Jack ve Rose'un şarkısı

Pazar pazar IF(İstanbul film festivali)Ankara kapsamında gösterilen filmelerinden birini izledik Okan'la. Daha önce kaçırılmış bir festival filmi vardı. Bu kaçırılmamalıydı tabi ki! Migros gezildi. Alışverişler edildi. Film izlendi, keyifle. Mısırlar bol tuzlu, bol yağlıydı. Pizza her zamanki gibi iştah açıcı. Ve kahve. Sohbetlerimizin olmazsa olmazı. Oooh mis kokuluydu vallahi!

Birazdan istatistiki dünyada kaybolacak olan bir master öğrencisi olarak, önce filme ilişkin bir kaç satır yazmak istedim.


Filmin orjinal adı "The Ballad of Jack and Rose. Rebecca Miller tarafından yazılıp yönetilen film 2005 yapımı. Baba-kız ilişkisinin çarpıcı biçimde ele alındığı film, çocukluğumun bahçelerinde açan çiçeklerle başladı. Rüzgar güllleri, deniz manzaraları ve huzur verici bir ada sessizliği içinde sürüp giderken; bir avuç insanın bir anda karmaşıklaşan ve neredeyse çıkmaza giren ilişkilerinin içinde buluverdik kendimizi. Başlangıçta kopuk ve anlamsız gelen bütün baba-kız diyalogları ilerleyen sahnelerde yerini ve anlamını buldu. Bambaşka bir dünyayı hayal eden 70'lerin "hipi" gençliğinin, her şeyi doğru yapmaya çalışırken yaptıkları hatalar, bilye taneleri gibi ortaya saçıldı. Film boyunca "materyalizm", "özgürlük", "gençlik" ve "yenilik" gibi kavramların sonlarına eklenen soru işaretleri, pek tabi ki konudukları yerde duruyorlar şimdi. Bunun yanı sıra pek çok güzel fotograf karesi de duruyor, yerli yerinde!

Filmin eksik tarafları da vardı tabi... Yine de anlatmak istediğini sadelikle anlatmış bir film rahatlığıyla bitti bana kalırsa. Rose'u alevler içinde değil de; çiçekler dikerken bırakmak; umudunu/umutsuzluğu sorgulamaktı birazda!
Ve filmin şarkıları... Güzeldiler! Gerçi filmin sonunda bütün şarkıları okudum ama; Bob bylan'ın ünlü "One More Cup of Coffee"si dışında hiç birini hatırlamıyorum. Üstelik IMDB'de de bulamadım.

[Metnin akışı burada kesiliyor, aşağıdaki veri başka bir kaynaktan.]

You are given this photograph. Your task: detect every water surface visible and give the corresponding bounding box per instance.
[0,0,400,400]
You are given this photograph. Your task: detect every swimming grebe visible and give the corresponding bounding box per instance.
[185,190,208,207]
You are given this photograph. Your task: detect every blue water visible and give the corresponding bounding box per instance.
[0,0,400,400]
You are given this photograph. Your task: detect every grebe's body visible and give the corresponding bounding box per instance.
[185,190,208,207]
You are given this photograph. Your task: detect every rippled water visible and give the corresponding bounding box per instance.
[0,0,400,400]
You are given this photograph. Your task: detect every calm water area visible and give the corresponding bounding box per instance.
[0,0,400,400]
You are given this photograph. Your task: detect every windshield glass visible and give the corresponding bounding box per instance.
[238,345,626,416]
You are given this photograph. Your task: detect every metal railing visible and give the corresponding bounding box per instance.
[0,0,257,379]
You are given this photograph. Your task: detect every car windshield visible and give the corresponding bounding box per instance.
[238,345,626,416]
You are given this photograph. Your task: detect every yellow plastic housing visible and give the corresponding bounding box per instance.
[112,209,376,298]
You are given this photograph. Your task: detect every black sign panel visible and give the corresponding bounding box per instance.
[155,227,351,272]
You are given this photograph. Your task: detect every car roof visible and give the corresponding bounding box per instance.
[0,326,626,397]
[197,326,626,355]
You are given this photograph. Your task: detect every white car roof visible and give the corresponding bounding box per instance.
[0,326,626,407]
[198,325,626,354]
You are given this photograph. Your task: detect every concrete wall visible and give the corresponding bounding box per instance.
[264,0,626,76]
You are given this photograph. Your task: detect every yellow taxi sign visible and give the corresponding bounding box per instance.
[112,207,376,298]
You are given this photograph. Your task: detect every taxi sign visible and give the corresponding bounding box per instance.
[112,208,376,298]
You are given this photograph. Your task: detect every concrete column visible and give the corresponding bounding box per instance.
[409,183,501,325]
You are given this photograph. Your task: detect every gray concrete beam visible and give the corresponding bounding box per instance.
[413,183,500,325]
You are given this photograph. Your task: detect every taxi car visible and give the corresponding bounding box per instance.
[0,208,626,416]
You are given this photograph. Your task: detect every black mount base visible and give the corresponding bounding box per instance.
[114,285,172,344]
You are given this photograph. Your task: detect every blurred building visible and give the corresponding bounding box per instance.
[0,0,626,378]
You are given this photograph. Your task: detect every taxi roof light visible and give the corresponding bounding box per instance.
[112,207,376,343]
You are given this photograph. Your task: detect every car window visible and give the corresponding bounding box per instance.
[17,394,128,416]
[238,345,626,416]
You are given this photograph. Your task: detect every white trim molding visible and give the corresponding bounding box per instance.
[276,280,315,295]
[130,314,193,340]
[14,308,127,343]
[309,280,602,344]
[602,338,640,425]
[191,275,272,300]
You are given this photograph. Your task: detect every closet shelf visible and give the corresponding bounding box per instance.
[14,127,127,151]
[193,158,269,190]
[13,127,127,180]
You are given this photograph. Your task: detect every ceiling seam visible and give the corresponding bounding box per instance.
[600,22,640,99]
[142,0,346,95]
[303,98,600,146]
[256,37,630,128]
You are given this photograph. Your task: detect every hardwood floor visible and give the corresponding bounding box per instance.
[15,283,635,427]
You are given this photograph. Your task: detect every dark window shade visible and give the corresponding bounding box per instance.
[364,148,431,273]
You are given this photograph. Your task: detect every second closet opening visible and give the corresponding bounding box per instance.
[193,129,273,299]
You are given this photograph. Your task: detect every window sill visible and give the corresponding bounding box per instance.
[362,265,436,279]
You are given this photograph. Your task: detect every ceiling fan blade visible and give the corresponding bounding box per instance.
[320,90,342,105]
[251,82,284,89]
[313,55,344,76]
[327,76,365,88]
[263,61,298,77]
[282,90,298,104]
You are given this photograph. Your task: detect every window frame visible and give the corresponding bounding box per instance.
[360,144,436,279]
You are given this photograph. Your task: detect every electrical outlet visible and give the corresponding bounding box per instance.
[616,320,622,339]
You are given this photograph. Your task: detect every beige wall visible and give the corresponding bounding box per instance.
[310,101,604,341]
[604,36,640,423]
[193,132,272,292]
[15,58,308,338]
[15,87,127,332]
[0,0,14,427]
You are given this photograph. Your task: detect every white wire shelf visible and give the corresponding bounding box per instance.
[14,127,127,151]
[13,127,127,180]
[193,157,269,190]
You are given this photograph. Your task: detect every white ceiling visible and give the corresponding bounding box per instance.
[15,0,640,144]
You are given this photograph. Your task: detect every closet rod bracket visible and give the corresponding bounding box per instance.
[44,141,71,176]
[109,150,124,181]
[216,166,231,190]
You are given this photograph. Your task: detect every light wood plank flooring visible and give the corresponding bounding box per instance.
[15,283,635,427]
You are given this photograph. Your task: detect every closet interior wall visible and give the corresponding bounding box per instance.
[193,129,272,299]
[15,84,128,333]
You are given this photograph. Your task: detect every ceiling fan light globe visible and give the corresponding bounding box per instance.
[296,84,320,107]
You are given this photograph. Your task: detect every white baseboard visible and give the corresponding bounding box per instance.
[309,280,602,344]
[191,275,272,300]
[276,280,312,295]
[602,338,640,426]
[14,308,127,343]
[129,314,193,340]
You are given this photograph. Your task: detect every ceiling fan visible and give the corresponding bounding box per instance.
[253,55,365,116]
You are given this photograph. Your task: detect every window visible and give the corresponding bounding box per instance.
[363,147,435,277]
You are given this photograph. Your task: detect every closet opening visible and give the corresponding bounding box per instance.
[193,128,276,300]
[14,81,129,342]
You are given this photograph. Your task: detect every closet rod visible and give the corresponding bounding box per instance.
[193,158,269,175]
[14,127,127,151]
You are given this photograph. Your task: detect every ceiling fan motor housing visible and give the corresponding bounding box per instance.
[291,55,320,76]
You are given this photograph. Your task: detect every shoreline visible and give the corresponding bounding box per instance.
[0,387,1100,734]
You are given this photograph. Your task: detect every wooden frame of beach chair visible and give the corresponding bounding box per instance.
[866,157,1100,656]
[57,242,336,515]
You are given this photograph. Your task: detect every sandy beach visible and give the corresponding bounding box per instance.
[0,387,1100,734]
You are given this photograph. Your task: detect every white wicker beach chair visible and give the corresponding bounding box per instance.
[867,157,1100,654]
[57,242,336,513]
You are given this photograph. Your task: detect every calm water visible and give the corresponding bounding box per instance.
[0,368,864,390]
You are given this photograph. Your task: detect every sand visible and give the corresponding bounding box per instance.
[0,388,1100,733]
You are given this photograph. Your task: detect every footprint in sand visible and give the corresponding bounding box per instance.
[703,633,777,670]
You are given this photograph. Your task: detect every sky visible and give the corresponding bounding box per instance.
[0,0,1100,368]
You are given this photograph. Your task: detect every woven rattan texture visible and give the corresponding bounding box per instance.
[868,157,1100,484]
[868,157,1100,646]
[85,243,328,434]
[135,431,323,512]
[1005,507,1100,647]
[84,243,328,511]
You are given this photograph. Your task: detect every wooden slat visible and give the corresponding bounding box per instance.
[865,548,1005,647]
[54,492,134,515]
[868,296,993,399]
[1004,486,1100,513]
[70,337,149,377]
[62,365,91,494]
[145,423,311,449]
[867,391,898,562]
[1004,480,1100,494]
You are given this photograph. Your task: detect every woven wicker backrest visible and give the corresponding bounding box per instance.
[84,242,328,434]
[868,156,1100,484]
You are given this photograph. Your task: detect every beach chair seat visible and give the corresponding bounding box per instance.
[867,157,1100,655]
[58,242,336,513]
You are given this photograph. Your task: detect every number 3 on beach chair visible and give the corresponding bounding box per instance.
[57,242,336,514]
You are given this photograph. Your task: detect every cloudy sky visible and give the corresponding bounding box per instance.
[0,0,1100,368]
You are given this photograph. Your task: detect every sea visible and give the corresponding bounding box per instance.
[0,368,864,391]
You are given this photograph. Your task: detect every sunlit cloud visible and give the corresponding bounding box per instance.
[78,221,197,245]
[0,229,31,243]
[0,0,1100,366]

Neyse! Keyifli bir pazar gününün ardından kendimi istatistiki bilgilere gark ediyorum. Kulaklığımda bir şarkı... Bu kez Sertap söylüyor:One more cup of coffee for the road...

01 Mart 2006

Dün gece cehaletimizden biraz aldırdık!


Sabah çok erken başlayan, sunumlarla süren bir günün akşamında, Hacettepe Üniversitesinin M Salonunu hınca hınç dolduran kalabalığın arasına karıştık dün. Hacettepe Senfoni Orkestrası konseri için. Daha önce de orada konserlere gitmiş biri olarak bu kalabalığı pek anlamdıramamıştım başta. Cehaletime verin! Gülsin Onay adını duymamıştım. Dün gece öğrendim.

Chopin (şopen) adı bana hep Türkan Şoray'ın şarkıcıyı; Kadir İnanır'ın yakışıklı ve gizemli besteciyi canlandırdığı Türk Filmini anımsatır. Hatırlıyoruz değil mi? Ancak dün akşam Gülsin Hanım'ın piyanosundan çıkan Chopın'ın 2. piyano konçertosunun nağmeleri ile çağrışımlarım farklılaştı. Enstrüman çalan insanlara olan hayranlığım perçinlenirken cehaletimden biraz aldırdım. Dün akşam için, konserden haberdar eden arkadaşım Şahap'a, bizi misafir eden ve süper keman çalabilen arkadaşım Seda'ya teşekkürler.